Charles and David Koch, owners of Koch Industries, were principle financiers of Wisconsin's Republican Governor Scott Walker and the tea party movement. They are also supporters of groups like Americans for Prosperity, the Cato Institute, the Competitive Enterprise Institute, and the Reason Foundation.
In response to a story by the Center for Public Integrity that outlined Koch’s multimillion-dollar lobbying network in Washington, Koch Industries has started an ad campaign targeting the nonprofit organization.
The Center for Public Integrity has a screen shot of the Google ad, which says "Slanted Reporting on Koch: Bias, hidden agenda at the Center for Public Integrity" after a search for the words "Center for Public Integrity" and "Koch." A similar ad is also apparently on Facebook.
The ad links to the company's website, kochfacts.com, which contains a number of responses to "media inaccuracies" along with other statements from Koch Industries.
The Center for Public Integrity said the company refused to respond to a reporter’s questions when the story was published last week, but Koch retorted that their concerns about the objectivity and fairness of the reporter were "met with indignation."
"The story is based on Koch’s own reports, hardly controversial material that would warrant the ad hominem attack on a reporter who was objectively doing his job," Center for Public Integrity Executive Director Bill Buzenberg said in response to the ad campaign. "Rather than answer our repeated efforts to get their side of the story or to address issues that are irrefutably factual, it seems as though Koch simply wants to use advertising to bully and chill a free press."

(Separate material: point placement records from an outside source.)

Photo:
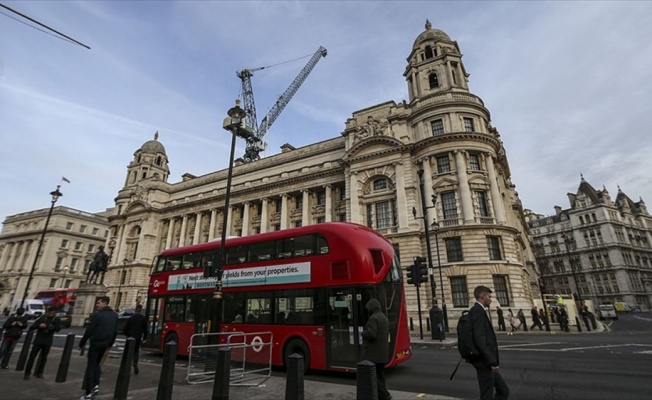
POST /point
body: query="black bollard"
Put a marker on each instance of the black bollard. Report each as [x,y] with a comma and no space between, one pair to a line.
[64,364]
[22,358]
[294,379]
[222,374]
[166,382]
[124,374]
[366,385]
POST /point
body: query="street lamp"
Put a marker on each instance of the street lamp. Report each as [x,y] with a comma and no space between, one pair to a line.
[122,277]
[55,196]
[435,311]
[234,123]
[63,281]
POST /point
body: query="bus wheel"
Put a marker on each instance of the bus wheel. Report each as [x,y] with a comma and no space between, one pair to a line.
[171,337]
[297,346]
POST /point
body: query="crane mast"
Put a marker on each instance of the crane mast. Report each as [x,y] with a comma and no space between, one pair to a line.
[256,144]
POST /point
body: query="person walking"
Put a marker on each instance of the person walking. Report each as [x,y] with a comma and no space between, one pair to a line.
[45,326]
[536,321]
[512,319]
[13,327]
[136,327]
[375,347]
[101,331]
[521,320]
[487,365]
[501,319]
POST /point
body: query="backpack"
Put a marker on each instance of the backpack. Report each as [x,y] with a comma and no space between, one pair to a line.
[465,343]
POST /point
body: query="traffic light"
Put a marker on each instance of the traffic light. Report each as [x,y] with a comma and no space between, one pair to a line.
[412,275]
[422,269]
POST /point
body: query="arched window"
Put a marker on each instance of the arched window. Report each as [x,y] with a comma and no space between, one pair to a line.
[433,80]
[429,52]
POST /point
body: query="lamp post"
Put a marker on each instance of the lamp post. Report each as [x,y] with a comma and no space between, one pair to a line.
[434,311]
[55,196]
[63,281]
[122,277]
[568,240]
[234,123]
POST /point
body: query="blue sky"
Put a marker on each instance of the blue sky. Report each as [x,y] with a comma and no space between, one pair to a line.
[568,85]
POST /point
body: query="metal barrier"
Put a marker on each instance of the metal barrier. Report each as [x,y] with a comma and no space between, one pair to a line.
[251,357]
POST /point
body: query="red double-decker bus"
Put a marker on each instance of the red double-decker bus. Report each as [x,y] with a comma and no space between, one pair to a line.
[307,285]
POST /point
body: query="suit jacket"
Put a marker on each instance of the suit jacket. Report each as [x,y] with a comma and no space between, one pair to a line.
[484,338]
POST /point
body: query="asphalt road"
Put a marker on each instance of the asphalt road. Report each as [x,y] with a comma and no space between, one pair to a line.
[560,366]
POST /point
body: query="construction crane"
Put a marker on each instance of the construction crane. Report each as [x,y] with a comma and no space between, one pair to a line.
[256,144]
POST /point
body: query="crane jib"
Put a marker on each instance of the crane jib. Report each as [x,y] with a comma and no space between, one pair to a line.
[255,146]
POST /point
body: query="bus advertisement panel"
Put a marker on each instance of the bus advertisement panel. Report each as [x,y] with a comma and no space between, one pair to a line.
[307,285]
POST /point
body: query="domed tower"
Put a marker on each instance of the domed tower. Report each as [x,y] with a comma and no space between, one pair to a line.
[434,65]
[150,162]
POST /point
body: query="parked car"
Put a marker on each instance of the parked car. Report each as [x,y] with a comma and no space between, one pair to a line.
[65,319]
[123,316]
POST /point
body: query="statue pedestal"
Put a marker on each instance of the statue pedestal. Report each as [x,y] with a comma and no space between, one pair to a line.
[87,295]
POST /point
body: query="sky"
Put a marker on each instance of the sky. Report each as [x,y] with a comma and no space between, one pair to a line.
[568,85]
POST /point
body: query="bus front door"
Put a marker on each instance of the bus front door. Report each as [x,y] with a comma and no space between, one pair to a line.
[344,330]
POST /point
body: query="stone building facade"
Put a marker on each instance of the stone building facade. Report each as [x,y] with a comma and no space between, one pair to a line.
[598,249]
[369,175]
[70,242]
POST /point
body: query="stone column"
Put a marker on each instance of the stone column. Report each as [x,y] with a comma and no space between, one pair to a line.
[211,225]
[496,198]
[401,199]
[305,209]
[168,239]
[465,191]
[184,226]
[328,207]
[428,191]
[245,219]
[355,206]
[264,218]
[197,232]
[284,211]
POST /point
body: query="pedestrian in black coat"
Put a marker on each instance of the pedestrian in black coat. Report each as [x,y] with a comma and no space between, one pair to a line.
[487,366]
[13,326]
[45,326]
[375,345]
[136,327]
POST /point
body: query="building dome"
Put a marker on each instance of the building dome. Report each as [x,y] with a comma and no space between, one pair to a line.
[153,146]
[430,34]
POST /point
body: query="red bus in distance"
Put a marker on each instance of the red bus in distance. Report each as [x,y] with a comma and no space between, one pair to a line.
[307,285]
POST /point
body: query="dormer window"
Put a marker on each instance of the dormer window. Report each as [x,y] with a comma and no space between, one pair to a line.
[433,80]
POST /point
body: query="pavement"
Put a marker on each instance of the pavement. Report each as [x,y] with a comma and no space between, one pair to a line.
[145,386]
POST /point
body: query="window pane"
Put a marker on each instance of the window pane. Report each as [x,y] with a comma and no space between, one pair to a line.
[448,204]
[383,216]
[437,127]
[481,200]
[500,289]
[443,164]
[454,249]
[493,244]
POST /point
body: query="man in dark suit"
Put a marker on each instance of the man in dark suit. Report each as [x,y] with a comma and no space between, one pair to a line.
[487,365]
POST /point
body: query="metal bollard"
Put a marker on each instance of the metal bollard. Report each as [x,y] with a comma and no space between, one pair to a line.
[22,358]
[294,379]
[222,374]
[64,364]
[166,382]
[124,374]
[366,385]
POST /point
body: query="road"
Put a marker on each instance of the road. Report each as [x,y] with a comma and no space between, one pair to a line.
[596,366]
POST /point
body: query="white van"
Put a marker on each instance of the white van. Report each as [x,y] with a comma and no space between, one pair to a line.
[607,311]
[33,308]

Mike Hoyt, executive editor at the Columbia Journalism Review, told the Center for Public Integrity that this was the first time he had seen political attacks on journalists from online ads.
"Public relations has grown so tremendously while journalism has, due to the recession and the digital shakeup of the business model, shrunk," Hoyt said. "Combine that with the ability of powerful entities to buy their own gateways to the public, and you have a civic conversation that can be skewed. A main job of the press is to examine the powerful, and that becomes harder given the PR muscle of the powerful."